Гунару предстояло снаряжать в первый класс свою вторую дочку. А Лига ждала четвертого малыша. И это было уму непостижимо – в наше время рожать детей!
– А чего собираться? Еще лет пять – и в школу ходить некому будет. Немного потерпеть осталось, – ответила я. – Нет детей – нет проблемы.
Недавно мы с Гунаром побывали в родильном доме. И поняли, что газетные вопли о смертности, вдвое превышающей в Латвии рождаемость, – чистая правда. Если так пойдет и дальше, через десять лет она будет независимым государством свободных пенсионеров.

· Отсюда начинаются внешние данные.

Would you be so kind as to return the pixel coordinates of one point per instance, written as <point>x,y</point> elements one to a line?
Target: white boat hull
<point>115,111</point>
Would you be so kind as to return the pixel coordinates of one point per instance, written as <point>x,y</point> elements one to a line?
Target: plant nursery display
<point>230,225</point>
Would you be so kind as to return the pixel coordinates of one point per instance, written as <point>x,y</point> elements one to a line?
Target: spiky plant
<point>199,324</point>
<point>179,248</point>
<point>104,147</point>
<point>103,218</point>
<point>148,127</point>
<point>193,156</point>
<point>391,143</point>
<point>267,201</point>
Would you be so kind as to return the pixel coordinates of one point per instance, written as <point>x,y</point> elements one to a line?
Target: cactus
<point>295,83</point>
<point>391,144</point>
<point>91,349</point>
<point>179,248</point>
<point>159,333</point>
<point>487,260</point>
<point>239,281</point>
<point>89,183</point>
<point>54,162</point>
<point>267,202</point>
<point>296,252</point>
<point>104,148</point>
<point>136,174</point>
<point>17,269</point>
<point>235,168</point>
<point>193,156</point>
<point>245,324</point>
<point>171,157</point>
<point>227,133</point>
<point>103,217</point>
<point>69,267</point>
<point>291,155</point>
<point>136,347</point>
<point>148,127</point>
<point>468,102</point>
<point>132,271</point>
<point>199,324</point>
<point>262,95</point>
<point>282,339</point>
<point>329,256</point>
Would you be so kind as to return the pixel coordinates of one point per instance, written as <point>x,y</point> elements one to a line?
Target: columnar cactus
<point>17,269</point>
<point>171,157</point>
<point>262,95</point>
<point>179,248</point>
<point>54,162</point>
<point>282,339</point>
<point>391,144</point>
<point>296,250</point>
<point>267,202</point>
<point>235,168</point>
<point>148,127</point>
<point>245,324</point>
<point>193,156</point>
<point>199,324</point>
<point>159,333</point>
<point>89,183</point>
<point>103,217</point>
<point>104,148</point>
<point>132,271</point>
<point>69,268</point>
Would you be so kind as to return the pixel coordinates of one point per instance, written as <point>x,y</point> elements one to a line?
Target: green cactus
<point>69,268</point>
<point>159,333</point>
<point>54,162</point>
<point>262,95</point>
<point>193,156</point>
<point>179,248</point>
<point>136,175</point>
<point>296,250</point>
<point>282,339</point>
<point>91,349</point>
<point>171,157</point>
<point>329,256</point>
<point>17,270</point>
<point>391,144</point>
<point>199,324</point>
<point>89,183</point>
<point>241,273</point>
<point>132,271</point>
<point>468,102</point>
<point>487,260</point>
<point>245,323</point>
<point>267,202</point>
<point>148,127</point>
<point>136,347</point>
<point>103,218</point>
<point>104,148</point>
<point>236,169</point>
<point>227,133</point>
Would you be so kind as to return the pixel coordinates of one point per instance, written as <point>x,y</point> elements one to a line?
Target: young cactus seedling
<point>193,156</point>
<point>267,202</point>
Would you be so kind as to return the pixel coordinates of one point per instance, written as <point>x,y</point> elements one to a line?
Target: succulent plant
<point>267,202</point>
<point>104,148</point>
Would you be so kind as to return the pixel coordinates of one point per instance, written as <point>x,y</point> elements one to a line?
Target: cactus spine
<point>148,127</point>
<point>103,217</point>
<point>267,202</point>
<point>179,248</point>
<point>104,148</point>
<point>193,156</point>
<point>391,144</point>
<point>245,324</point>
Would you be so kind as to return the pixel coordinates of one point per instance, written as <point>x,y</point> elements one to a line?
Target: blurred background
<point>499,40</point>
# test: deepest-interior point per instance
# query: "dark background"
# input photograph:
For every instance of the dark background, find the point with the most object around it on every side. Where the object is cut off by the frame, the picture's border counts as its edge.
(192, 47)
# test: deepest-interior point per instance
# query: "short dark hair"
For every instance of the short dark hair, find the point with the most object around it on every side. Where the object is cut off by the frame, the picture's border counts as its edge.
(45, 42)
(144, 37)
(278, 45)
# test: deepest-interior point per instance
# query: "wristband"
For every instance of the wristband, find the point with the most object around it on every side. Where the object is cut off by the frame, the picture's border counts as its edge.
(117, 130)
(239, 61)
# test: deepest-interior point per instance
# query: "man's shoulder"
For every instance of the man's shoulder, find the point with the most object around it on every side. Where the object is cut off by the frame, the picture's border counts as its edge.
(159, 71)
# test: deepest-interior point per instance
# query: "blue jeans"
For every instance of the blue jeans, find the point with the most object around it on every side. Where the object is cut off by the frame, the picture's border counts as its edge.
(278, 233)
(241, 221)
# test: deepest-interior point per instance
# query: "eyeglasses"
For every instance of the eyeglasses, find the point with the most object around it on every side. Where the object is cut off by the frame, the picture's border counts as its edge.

Вдруг придорожные кусты зашевелились. И оттуда, где тропинке быть никак не полагалось, вышел человек.
– Гляди! Голубой дед! – шепнул Гунар.
И впрямь – сивая дедова борода имела явственный голубоватый оттенок. А в остальном это был простой деревенский дед, крепкий, в огромных резиновых сапогах, в заляпанном ватнике и даже, несмотря на теплую весну, в лохматой ушанке. Старая ушанка тоже отливала голубизной.
В руке он нес помятое ведерко.
– Люди добрые, – обратился к нам этот сивый кудлатый дед, чью бороду не расчесать было и граблями. – Вот – рыбку…
Я заглянула в ведро. Там плавало в тесноте несколько крупных окуней.
– Простите, никак не можем, – я заюлила, пытаясь повежливее отказаться от покупки. – Нам в Ригу возвращаться, сперва на автобусе, потом электричкой, да и нести эту рыбу не в чем…
– Я вам ведерочко дам, – пообещал дед, глядя с невыразимой тоской.
Глаза у него были поразительно яркие, голубые с прозеленью.
– Что же мы у вас ведерочко забирать станем? Ведерочко вам самому нужно.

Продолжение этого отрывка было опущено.